The strength of Fairfax lies in its ability to grow intrinsic value per share at a pace that outstrips most financials. The Canadian stock’s return on equity sits around 17%, well above many peers. Its price-to-earnings ratio is under nine, suggesting the Canadian stock is still attractively valued despite the run-up. That combination of growth, profitability, and low valuation is rare.
Considerations
There are risks, of course. Insurance is a cyclical industry, and catastrophe losses can hit earnings in any given year. Fairfax’s investment strategy, while successful in the long term, can also create volatility quarter to quarter. Currency fluctuations and global macro shocks are always a factor for a Canadian stock with such a wide reach.

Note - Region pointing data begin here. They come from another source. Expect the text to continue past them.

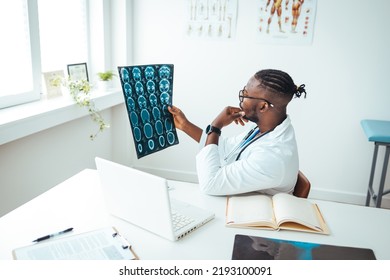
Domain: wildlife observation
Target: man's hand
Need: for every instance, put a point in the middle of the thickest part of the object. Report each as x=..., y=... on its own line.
x=178, y=117
x=182, y=123
x=229, y=115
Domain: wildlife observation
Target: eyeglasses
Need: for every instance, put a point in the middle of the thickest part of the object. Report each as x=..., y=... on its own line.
x=241, y=97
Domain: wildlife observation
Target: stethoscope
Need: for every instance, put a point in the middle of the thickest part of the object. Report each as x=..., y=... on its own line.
x=246, y=141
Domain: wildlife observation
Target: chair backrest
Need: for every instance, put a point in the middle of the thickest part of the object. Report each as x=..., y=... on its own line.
x=302, y=187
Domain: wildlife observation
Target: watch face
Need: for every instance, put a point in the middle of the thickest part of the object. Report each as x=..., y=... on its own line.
x=208, y=131
x=211, y=129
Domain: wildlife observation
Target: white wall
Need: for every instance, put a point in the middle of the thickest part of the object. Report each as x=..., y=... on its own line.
x=345, y=71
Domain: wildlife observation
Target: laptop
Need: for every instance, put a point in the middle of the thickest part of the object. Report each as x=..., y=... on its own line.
x=143, y=200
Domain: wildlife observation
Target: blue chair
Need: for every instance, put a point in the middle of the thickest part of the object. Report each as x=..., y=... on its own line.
x=378, y=132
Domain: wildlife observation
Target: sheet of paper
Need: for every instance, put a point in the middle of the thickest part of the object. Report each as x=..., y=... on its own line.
x=104, y=244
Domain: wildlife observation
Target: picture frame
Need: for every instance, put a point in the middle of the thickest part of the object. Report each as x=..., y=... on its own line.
x=52, y=83
x=78, y=71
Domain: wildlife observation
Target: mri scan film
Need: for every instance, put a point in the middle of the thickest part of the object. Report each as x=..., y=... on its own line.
x=147, y=90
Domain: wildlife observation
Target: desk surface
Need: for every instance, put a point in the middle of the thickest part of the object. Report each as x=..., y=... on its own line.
x=78, y=203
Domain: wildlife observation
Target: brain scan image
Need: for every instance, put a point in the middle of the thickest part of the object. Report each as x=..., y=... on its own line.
x=148, y=91
x=127, y=89
x=136, y=74
x=150, y=87
x=161, y=141
x=125, y=75
x=153, y=100
x=145, y=116
x=164, y=86
x=137, y=134
x=149, y=73
x=156, y=114
x=164, y=72
x=130, y=103
x=139, y=88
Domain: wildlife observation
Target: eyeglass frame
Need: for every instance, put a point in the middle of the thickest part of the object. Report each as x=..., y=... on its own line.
x=241, y=97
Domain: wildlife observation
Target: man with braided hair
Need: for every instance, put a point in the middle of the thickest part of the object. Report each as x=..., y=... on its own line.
x=265, y=159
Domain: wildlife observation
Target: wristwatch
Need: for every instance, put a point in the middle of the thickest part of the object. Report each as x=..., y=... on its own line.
x=210, y=129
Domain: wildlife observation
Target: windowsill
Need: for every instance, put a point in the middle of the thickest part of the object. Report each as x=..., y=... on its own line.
x=23, y=120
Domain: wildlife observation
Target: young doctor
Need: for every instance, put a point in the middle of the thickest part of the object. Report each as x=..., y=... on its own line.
x=263, y=159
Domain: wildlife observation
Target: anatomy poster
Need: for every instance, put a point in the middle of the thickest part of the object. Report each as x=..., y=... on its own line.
x=148, y=92
x=286, y=21
x=212, y=19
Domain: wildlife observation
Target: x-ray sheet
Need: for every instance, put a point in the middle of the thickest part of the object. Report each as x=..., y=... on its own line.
x=148, y=93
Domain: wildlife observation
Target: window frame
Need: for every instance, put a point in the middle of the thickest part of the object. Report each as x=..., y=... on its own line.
x=34, y=94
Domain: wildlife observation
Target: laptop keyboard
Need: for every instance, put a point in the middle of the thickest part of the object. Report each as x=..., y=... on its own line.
x=179, y=221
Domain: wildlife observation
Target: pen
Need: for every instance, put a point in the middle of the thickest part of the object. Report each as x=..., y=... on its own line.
x=52, y=235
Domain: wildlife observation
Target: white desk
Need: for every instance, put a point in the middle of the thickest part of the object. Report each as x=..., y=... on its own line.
x=78, y=203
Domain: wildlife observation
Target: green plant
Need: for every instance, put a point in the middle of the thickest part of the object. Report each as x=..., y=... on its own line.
x=80, y=92
x=106, y=76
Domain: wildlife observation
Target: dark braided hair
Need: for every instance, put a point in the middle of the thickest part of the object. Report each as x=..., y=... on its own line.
x=279, y=82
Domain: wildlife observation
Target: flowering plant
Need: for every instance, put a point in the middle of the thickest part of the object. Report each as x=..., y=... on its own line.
x=80, y=92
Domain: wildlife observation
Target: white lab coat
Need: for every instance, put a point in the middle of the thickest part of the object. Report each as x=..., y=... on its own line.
x=268, y=165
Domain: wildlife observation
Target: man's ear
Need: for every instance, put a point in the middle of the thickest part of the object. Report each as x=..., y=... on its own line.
x=263, y=106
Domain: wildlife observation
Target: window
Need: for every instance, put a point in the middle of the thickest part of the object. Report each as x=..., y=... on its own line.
x=16, y=54
x=63, y=33
x=39, y=36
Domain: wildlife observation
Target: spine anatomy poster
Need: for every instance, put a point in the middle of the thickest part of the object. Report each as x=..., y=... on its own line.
x=286, y=21
x=147, y=91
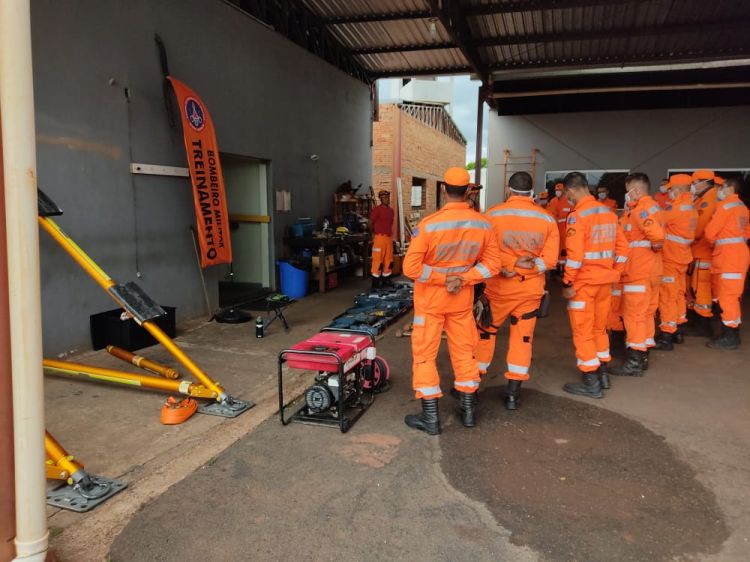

But Fairfax has consistently shown that it can ride out downturns and emerge stronger. The balance sheet is healthy, with more than $10 billion in cash and short-term investments. Debt is manageable at under 26% of capital, leaving plenty of flexibility to keep investing and growing.
What makes Fairfax truly compelling for long-term investors is its compounding story. Watsa’s stated goal has always been to grow book value per share by 15% annually over the long term. While not every year hits that mark, the trajectory has been powerful. Book value has more than doubled over the past decade, and management continues to buy back shares opportunistically, further boosting per-share results. Add in a dividend that’s grown over time, and you have a recipe for wealth creation that can span generations. A $10,000 investment today would bring in a nice little $86 each year.
| COMPANY | RECENT PRICE | NUMBER OF SHARES | DIVIDEND | TOTAL PAYOUT | FREQUENCY | TOTAL INVESTMENT |
|---|---|---|---|---|---|---|
| FFH | $2,400.00 | 4 | $21.59 | $86.36 | Annual | $9,600.00 |
Bottom line
Fairfax isn’t a flashy stock. It doesn’t trade on hype or momentum, and it won’t double overnight. But that’s the point. This is a disciplined compounding machine with global reach, strong underwriting, and an investment engine that’s firing on all cylinders. For families thinking not just about the next few quarters but about the next few decades, Fairfax could be the kind of anchor stock that builds real generational wealth.